Chunky, ground-dwelling parrots from Down Under are having quite the 2016. First the Kakapo had a breeding (and donations) boom over the summer in New Zealand, and now a new population of endangered Night Parrots, the Kakapo's cousin, has been spotted in an Australian national park.
After nearly a century of presumed extinction, the Australian Night Parrot was first rediscovered in 2013 after an exhaustive search by naturalist John Young. After that first discovery, Young kept up his searching and was recently rewarded by finding another population of the reclusive nocturnal birds in Diamantina National Park.
Leading a field team of researchers from the Australian Wildlife Conservancy and the Queensland Parks and Wildlife Service, Young reported seven separate Night Parrot sightings, including three active nests with eggs, a pair of parrots, and recorded calls of three more birds. The discovery significantly increases the range and recorded numbers of the Night Parrot.
“My immediate reaction was excitement,” Atticus Fleming, chief executive of Australian Wildlife Conservancy, told Guardian Australia. “But when you start to analyze it, the really significant thing about this is that these birds may be more common than we thought.”
Much of the mystery around Night Parrots comes from their nocturnal and secretive life style. The medium-size birds live only in the arid and semi-arid parts of Australia, where they hop across the moonlit landscape like kangaroos. During the day, they disappear into dense, spikey grass that can make them hard to find with their camouflaged plumage.
Young, who spent 15 years scouring grasslands and scrubs for the mysterious bird prior to his 2013 discovery, found the new population in a completely different part of Queensland than the previous one. And according to an AWC model, a large portion of Diamantina National Park has the type of roosting habitat Night Parrots prefer.
“There’s a lot we don’t know but the discovery gives us hope we’ll find more populations, both in central western Queensland but potentially even in other states,” Fleming told ABC News Australia. “As we learn more about the night parrot, its future starts to look brighter.”

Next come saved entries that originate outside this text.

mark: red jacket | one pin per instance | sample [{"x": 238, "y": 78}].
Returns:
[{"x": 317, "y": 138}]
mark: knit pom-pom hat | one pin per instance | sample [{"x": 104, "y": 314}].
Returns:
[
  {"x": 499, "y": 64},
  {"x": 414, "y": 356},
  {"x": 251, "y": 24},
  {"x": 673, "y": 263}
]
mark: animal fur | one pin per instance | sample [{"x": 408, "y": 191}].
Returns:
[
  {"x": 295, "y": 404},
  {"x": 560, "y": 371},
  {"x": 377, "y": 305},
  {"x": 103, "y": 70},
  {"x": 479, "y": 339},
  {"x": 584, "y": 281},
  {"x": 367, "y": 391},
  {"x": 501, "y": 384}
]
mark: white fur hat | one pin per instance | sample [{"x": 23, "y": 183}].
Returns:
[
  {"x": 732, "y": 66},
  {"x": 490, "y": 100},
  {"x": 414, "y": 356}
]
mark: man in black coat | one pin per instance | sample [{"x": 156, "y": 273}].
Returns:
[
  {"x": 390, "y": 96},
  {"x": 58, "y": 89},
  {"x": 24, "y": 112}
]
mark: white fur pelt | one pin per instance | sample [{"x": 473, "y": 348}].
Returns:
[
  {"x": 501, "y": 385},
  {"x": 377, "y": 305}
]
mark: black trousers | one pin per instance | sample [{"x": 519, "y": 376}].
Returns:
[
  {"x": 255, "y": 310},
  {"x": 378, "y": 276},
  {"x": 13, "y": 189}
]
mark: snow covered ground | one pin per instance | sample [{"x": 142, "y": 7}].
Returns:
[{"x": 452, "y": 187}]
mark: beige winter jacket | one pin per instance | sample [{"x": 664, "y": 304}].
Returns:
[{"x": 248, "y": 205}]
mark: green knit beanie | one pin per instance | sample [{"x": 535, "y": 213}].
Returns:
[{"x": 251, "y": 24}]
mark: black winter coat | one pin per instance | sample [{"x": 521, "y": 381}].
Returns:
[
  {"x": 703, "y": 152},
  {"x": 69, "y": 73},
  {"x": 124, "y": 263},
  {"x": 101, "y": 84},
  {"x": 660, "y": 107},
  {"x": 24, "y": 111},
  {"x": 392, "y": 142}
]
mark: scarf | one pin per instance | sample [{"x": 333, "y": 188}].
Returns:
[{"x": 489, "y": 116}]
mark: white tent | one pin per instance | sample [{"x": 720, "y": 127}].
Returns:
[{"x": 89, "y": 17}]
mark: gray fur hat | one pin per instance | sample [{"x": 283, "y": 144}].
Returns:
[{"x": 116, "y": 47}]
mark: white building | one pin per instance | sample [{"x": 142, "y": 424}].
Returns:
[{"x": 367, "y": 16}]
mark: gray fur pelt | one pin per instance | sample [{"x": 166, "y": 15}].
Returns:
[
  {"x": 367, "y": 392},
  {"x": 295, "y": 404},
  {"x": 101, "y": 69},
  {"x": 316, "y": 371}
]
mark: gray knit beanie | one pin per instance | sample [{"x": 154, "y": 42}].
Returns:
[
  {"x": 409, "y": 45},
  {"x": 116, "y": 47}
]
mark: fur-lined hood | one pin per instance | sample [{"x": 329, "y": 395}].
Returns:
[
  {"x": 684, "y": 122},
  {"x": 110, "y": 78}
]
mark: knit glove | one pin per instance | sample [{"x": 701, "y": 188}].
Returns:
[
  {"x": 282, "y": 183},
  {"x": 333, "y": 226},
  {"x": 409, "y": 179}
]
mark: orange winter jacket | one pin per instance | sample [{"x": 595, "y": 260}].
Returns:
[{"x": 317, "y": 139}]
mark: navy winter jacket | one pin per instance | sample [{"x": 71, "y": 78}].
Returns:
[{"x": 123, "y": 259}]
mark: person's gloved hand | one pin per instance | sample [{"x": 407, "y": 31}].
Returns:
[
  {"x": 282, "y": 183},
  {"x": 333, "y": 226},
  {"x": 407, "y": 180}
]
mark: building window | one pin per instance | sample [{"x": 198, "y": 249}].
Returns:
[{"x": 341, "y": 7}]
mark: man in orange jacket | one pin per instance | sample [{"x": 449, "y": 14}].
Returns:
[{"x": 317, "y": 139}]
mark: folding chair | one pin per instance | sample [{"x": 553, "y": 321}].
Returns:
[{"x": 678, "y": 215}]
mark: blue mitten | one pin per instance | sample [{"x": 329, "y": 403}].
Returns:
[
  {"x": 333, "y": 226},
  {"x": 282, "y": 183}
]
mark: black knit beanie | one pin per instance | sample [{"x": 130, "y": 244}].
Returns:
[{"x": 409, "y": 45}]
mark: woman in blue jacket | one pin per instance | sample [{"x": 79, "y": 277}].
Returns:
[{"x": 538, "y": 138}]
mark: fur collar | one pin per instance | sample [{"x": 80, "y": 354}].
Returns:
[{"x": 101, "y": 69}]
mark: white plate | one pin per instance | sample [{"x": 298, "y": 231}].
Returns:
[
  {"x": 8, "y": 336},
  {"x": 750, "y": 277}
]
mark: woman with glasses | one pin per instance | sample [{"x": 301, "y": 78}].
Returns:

While the search will continue for other populations, protecting known populations is a top priority. The Queensland Parks and Wildlife Service has already restricted access to newly discovered habitat along with taking steps to remove old cattle fences from the area and reducing threats, such as feral cats. There's only so much that can be done to protect the vulnerable bird, but with a little luck and a lot of help, the Night Parrot—and Kakapo, for that matter—might be on the cusp of an incredible comeback.